What began with one store in Austin, Texas, has grown into the world’s largest natural and organic foods supermarket chain. By summer of 2001, Whole Foods Market (ticker: WFMI) had 123 stores in 22 states plus the District of Columbia, with 24 more stores under development. The stores sell a wide range of organic and natural foods, beverages, personal care products and household goods, as well as nutritional supplements. The company’s motto is “Whole Foods, Whole People, Whole Planet.” Its mission includes supporting sustainable agricultural practices and educating customers about the nutritional and environmental aspects of its products.
Whole Foods is committed to sustaining local organic farmers in addition to larger firms. The company has also adopted a multipronged strategy regarding genetically engineered (GE) foods. Whole Foods and its rival Wild Oats Markets (ticker: OATS) have promised to eliminate GE foods from their privately labeled foods, setting the standard for U.S. supermarket peers. Whole Foods also favors a moratorium on GE agriculture until further safety testing is done, and supports mandatory labeling of GE foods – a move that Walden has encouraged other retailers to follow. Whole Foods has engaged its customers in a postcard campaign encouraging labeling. The company’s website www.wholefoodsmarket.com, has an Issues & Actions section that features other campaigns related to healthy and sustainable foods.
Whole Foods has also been named by Fortune as one of the “Top 100 Companies to Work for in America.” Acupuncture is among the health benefits for “team members,” as employees are called, and the company offers domestic partner benefits.

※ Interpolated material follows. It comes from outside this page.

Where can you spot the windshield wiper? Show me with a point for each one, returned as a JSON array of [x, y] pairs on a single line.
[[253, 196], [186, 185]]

Whole Foods has capped its CEO pay at ten times that of the average worker. And team members receive productivity bonuses and paid time to volunteer up to 40 hours per year on local community projects. Whole Foods also gives 5 percent of profits to community and nonprofit organizations.
One area of concern is the company’s and its CEO’s strong anti-union stance. New stores have been picketed; no employees are unionized; and Whole Foods did not support the grape boycott. Walden urged management to endorse the United Farm Workers’ Strawberry Workers’ Campaign.
Ken Scott is a research analyst and portfolio manager of Walden's SmallCap Innovations portfolios.